これからのバスケット界のために
思えば、いつだってバスケに夢中だった。「プロ生活の95%は悔しさ」と答えたことばに嘘はなく、授与されたBリーグ功労賞を光栄に思いつつ、一方で「自分は賞に値する選手だったのか?」と自問したのも事実だ。心の中には「俺はもっとできたはず」という思いが未だにしつこく居座っている。周りが何と言おうと、それは “プレーヤー岡田優介” 本人にしかわからない悔しさ、淋しさなのだろう。だが、岡田が積み上げてきたキャリアに今一度目をこらせば、確かに見えてくるものある。不変の深いバスケ愛、あるいはバスケ愛に裏打ちされた揺るぎない信念。ことばにすると大仰に響くが、おそらくそれが原動力。岡田の背中を押し続けてきた力に違いない。

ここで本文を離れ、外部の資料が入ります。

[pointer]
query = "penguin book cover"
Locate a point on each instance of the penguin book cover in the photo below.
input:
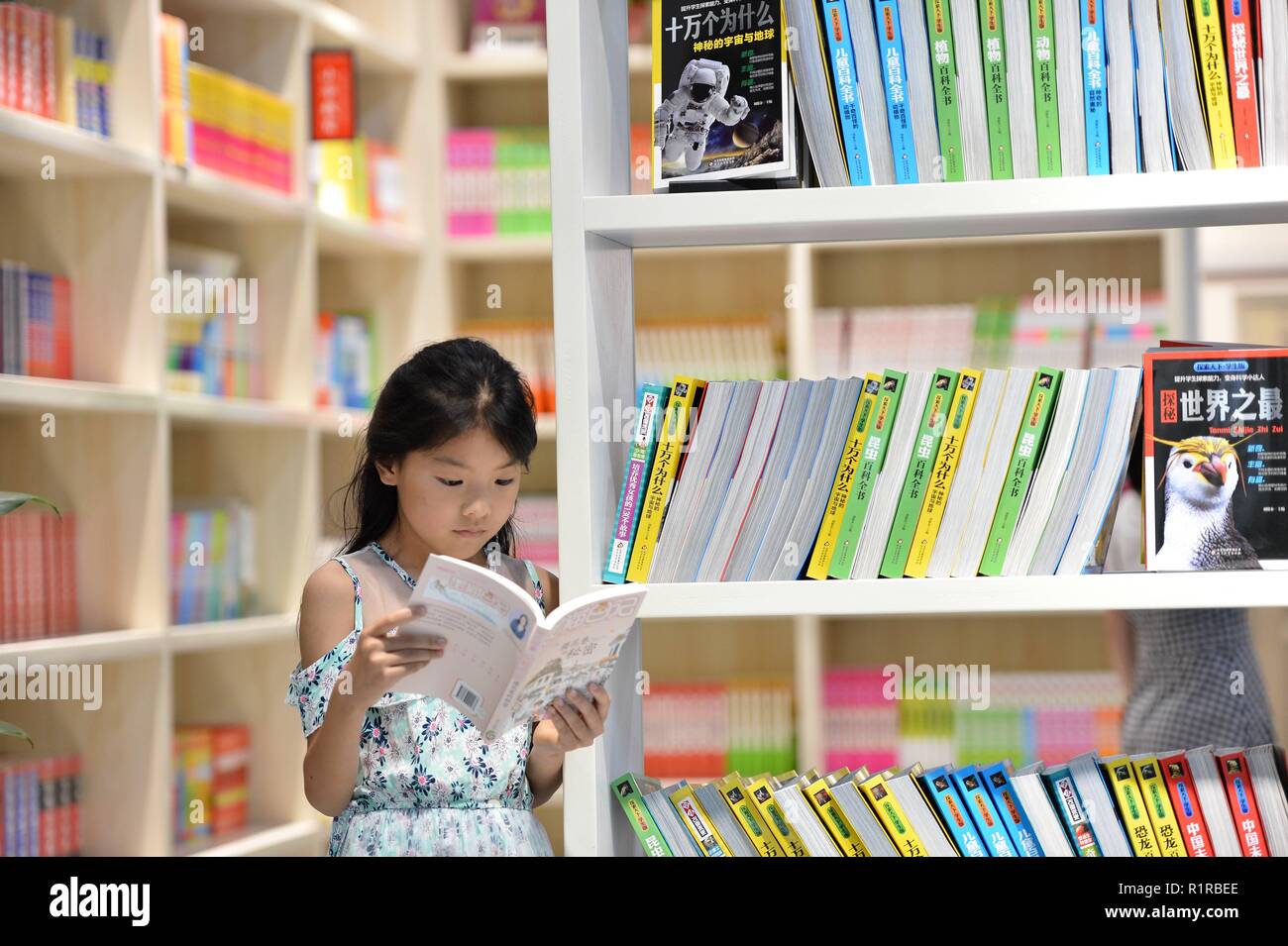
(721, 91)
(1216, 457)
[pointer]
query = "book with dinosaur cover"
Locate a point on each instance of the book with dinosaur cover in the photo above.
(1216, 457)
(503, 662)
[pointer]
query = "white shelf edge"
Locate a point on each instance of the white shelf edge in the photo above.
(939, 210)
(973, 596)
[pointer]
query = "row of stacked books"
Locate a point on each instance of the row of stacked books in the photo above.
(945, 90)
(353, 175)
(991, 334)
(1196, 803)
(38, 575)
(211, 560)
(918, 473)
(537, 527)
(40, 813)
(213, 334)
(867, 721)
(222, 123)
(709, 727)
(346, 360)
(497, 181)
(211, 775)
(50, 65)
(35, 322)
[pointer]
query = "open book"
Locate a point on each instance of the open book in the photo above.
(503, 662)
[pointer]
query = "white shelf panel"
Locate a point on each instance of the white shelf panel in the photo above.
(910, 597)
(227, 198)
(17, 390)
(342, 236)
(26, 139)
(938, 210)
(240, 632)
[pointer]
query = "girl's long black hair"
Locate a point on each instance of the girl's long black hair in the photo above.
(442, 391)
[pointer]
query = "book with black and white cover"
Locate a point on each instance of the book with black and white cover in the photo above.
(1094, 527)
(816, 486)
(970, 469)
(1035, 799)
(885, 495)
(747, 480)
(974, 537)
(1051, 470)
(782, 456)
(1077, 475)
(503, 659)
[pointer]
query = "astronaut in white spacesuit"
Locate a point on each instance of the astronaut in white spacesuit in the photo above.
(683, 120)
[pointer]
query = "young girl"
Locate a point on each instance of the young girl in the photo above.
(403, 774)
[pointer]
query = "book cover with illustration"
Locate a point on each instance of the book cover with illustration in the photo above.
(503, 662)
(721, 91)
(1216, 457)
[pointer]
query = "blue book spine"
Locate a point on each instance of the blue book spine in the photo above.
(970, 784)
(849, 111)
(894, 68)
(639, 463)
(1094, 88)
(1012, 811)
(939, 786)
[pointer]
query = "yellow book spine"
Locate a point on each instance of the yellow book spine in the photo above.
(780, 826)
(748, 817)
(699, 825)
(1210, 54)
(833, 819)
(941, 473)
(1140, 833)
(845, 470)
(893, 817)
(1158, 803)
(666, 461)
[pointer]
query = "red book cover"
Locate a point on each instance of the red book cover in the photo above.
(1243, 803)
(333, 106)
(1240, 60)
(1185, 804)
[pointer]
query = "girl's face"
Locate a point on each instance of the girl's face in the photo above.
(459, 494)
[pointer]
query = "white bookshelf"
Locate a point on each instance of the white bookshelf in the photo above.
(597, 226)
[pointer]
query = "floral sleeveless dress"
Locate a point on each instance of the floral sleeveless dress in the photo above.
(428, 783)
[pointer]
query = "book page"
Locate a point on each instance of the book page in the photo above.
(487, 622)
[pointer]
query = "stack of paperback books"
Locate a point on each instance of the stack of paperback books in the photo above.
(1194, 803)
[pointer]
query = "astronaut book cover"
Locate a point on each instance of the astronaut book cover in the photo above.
(1216, 457)
(721, 91)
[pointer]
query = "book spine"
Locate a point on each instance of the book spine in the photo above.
(943, 64)
(941, 473)
(875, 448)
(912, 497)
(1094, 88)
(850, 457)
(1024, 460)
(1046, 100)
(894, 71)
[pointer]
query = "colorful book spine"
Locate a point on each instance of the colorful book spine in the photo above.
(894, 71)
(648, 424)
(1046, 100)
(1024, 460)
(875, 447)
(941, 473)
(993, 51)
(912, 497)
(1094, 88)
(836, 27)
(943, 64)
(851, 456)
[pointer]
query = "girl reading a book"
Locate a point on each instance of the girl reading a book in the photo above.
(403, 774)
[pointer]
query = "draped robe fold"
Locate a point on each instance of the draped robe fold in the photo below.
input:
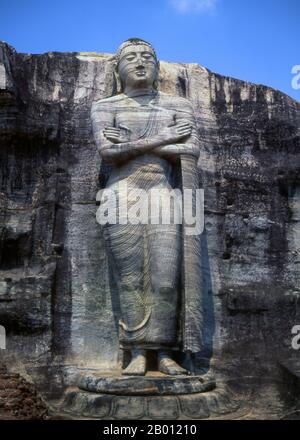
(157, 268)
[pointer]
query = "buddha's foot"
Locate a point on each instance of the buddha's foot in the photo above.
(137, 366)
(168, 366)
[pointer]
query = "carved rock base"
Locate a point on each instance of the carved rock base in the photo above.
(153, 384)
(219, 403)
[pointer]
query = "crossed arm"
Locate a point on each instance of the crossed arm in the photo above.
(180, 138)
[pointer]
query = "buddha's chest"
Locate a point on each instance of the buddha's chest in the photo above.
(143, 121)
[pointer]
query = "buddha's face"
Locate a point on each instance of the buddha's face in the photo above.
(137, 66)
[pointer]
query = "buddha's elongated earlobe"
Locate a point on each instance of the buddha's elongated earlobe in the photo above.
(117, 87)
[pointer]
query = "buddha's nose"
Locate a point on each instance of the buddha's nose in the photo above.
(140, 62)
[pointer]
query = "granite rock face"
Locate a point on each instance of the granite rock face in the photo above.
(55, 297)
(19, 399)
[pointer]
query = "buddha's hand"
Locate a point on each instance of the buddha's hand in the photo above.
(175, 133)
(116, 135)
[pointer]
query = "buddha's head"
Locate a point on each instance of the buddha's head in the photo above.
(137, 65)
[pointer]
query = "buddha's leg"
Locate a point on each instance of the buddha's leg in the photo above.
(126, 250)
(165, 256)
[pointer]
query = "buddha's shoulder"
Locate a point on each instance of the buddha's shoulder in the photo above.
(176, 102)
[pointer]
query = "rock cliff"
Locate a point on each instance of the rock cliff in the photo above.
(55, 300)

その意を強くしたのは7月25日、関係者を集めて開催された選手会サンクスパーティーの席だった。初代会長として登壇した岡田が語った選手会設立時のエピソードには、先輩たちへの感謝があふれ、同時にバスケ界で生きる自身の指標が示されていたような気がする。スピーチの印象深い部分を一部割愛してまとめ、以下に掲載しておきたい。
「2013年に選手会を立ち上げたとき、バスケ界の現場は2つのリーグに分かれ、いろんな問題を抱えていました。その中で選手会をつくる。その構想の話が出たとき、先輩たちが言ってくれたことばが忘れられません。『設立する選手会が今すぐ俺たちの環境を変えるとは思えない。だけど、これからの選手たちの環境を良くすることはできるはずだ。俺たちはたくさんの後輩たちのため、さらにはその先にいる子どもたちのための選手会をつくろう。みんなでいいバスケ界にしていこうじゃないか』。選手会は先輩たちのそんなことばからスタートしました。もしかしたら若い選手たちは知らないかもしれませんが、そういう先輩たちがいたからこそ今の選手会があり、今のバスケ界がある。僕はそう思っています」
思えばいつだってバスケに夢中だった。たとえ95%の悔しさが残るバスケ人生だったにせよ、自らが決めた “延長戦” を最後まで全力で戦い抜いた自負はある。選手として臨んだ場所には届かなかったが、歩みを止めた日はなかった。定めた目標に向かってコツコツコツコツ。それはいつかの鉄人中学生が校庭に刻んだ足跡にも似ている。自分を信じてコツコツコツコツ。あきらめることなくコツコツコツコツ。そして、これからは違うフィールドで新たなコツコツコツコツを積み上げていくのだろう。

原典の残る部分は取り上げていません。